Das Wuppertaler Familienunternehmen fasst sein Engagement im Bereich Nachhaltigkeit zum ersten Mal in einem Nachhaltigkeitsbericht zusammen. Damit ist das E/D/E erneut Vorreiter in der Branche.

Wirtschaftlicher Erfolg ist beim E/D/E schon immer eng mit Verantwortung und Nachhaltigkeit verknüpft. Beides findet sich tief verankert in der Unternehmensphilosophie wieder. Mit seinem Engagement in sozialer, gesellschaftlicher und ökologischer Hinsicht ist das E/D/E Vorreiter im Produktionsverbindungshandel und möchte als gutes Beispiel für andere Unternehmen vorangehen. Daher wurden die Aktivitäten in diesem Bereich vom E/D/E nun erstmals in Form eines Nachhaltigkeitsberichts zusammengefasst.
Der erste E/D/E Nachhaltigkeitsbericht als PDF.

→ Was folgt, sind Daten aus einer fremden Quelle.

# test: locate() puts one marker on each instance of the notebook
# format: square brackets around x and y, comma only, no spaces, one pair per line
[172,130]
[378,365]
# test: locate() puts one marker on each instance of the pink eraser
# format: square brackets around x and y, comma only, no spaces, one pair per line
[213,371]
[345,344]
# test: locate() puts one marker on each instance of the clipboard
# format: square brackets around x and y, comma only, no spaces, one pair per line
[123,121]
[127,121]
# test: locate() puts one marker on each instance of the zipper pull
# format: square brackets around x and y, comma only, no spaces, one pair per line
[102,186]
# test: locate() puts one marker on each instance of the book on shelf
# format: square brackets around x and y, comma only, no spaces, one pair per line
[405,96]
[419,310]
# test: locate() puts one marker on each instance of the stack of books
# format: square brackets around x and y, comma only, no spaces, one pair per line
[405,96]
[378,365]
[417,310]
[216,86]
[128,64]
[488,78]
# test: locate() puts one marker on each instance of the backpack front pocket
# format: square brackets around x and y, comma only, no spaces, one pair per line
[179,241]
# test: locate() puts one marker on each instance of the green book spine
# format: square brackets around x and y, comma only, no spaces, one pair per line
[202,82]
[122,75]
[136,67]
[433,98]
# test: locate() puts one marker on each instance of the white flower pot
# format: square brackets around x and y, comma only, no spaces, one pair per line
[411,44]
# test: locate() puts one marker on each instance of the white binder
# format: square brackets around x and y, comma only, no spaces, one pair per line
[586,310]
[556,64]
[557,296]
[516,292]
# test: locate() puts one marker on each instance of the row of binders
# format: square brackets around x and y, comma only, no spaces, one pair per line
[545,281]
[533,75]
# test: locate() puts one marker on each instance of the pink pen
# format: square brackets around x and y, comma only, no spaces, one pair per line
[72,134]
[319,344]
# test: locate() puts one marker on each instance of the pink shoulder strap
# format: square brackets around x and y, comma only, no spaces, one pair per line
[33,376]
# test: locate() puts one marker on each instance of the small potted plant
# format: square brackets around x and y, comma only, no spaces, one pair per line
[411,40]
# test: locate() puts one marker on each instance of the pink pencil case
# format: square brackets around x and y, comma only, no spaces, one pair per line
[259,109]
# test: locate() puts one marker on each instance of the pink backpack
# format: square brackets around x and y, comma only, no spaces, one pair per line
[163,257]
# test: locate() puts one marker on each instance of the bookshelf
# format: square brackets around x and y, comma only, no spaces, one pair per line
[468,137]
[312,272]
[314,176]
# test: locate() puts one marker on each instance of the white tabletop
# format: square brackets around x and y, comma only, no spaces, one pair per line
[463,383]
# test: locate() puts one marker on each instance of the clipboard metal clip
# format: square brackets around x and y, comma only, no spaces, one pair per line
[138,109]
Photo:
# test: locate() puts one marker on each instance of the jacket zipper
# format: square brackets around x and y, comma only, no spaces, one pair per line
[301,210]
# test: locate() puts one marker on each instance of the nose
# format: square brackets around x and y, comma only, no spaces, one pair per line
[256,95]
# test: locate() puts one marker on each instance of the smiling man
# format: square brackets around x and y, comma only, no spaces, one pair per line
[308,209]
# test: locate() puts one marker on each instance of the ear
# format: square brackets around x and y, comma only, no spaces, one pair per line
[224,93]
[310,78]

Der Bericht gibt auf 36 Seiten einen Überblick über die Nachhaltigkeitsaktivitäten des Unternehmens. Verteilt wird die Broschüre an Mitglieder und Lieferanten, an Mitarbeiter sowie an diverse Verbände und Institutionen und an gesellschaftliche, kulturelle und soziale Einrichtungen der Stadt Wuppertal. Anhand von vielen externen Interviewpartnern, darunter zum Beispiel Prof. Dr. Uwe Schneidewind, Präsident des Wuppertal Instituts für Klima, Umwelt und Energie, stellt der Bericht verschiedene Perspektiven zum Thema Nachhaltigkeit vor. Um den roten Faden des Berichts darzustellen, der Kinder stellvertretend für die Zukunft sieht und damit auf ein nachhaltiges Handeln verweist, nahmen E/D/E Mitarbeiter gemeinsam mit ihren Kindern an einem Fotoshooting teil.

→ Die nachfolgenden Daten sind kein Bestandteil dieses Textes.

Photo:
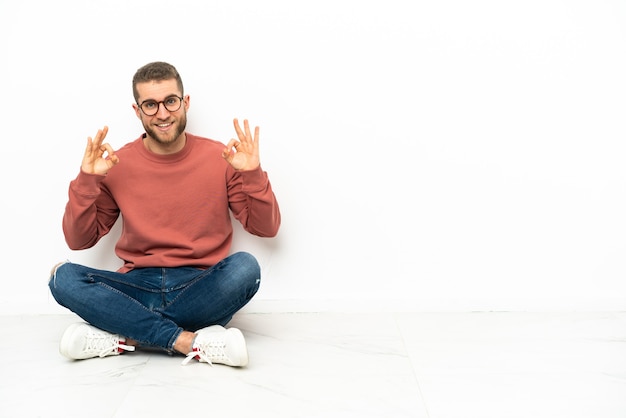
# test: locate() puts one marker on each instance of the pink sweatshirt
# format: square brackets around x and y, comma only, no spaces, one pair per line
[175,208]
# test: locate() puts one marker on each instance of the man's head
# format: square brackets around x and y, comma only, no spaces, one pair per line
[156,71]
[161,105]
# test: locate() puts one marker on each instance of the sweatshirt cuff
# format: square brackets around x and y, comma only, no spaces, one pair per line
[87,184]
[254,180]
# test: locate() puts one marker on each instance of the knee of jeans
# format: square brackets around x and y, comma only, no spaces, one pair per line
[52,281]
[249,264]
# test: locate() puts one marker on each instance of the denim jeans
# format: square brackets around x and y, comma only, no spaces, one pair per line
[154,305]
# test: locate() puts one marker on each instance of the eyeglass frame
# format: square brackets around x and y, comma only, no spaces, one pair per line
[159,103]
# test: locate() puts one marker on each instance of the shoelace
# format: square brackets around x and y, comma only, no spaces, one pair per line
[105,344]
[207,351]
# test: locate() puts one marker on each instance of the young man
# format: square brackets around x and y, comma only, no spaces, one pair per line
[178,286]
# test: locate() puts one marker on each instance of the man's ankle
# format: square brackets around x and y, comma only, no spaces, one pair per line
[184,342]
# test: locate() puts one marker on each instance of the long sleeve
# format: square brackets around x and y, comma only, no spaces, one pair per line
[253,202]
[89,213]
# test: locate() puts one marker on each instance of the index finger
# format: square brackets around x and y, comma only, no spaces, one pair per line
[102,133]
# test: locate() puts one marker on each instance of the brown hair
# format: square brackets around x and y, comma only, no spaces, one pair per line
[156,71]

Als Familienunternehmen mit einer 80-jährigen Geschichte fühlt sich das E/D/E gegenüber seinem Standort und den Menschen und Wuppertal und der Region verbunden. Mit seiner Nachhaltigkeitsstrategie prägt der Einkaufs- und Marketingverbund sowohl wirtschaftliche als auch soziale und kulturelle Bereiche der Stadt Wuppertal und der Region. Die hohe Eigenkapitalquote macht das Unternehmen zu einem sicheren Arbeitgeber – auch in Krisenzeiten. Im laufenden Jahr wird bei Mitarbeitern und Auszubildenden ein neuer Höchststand erreicht.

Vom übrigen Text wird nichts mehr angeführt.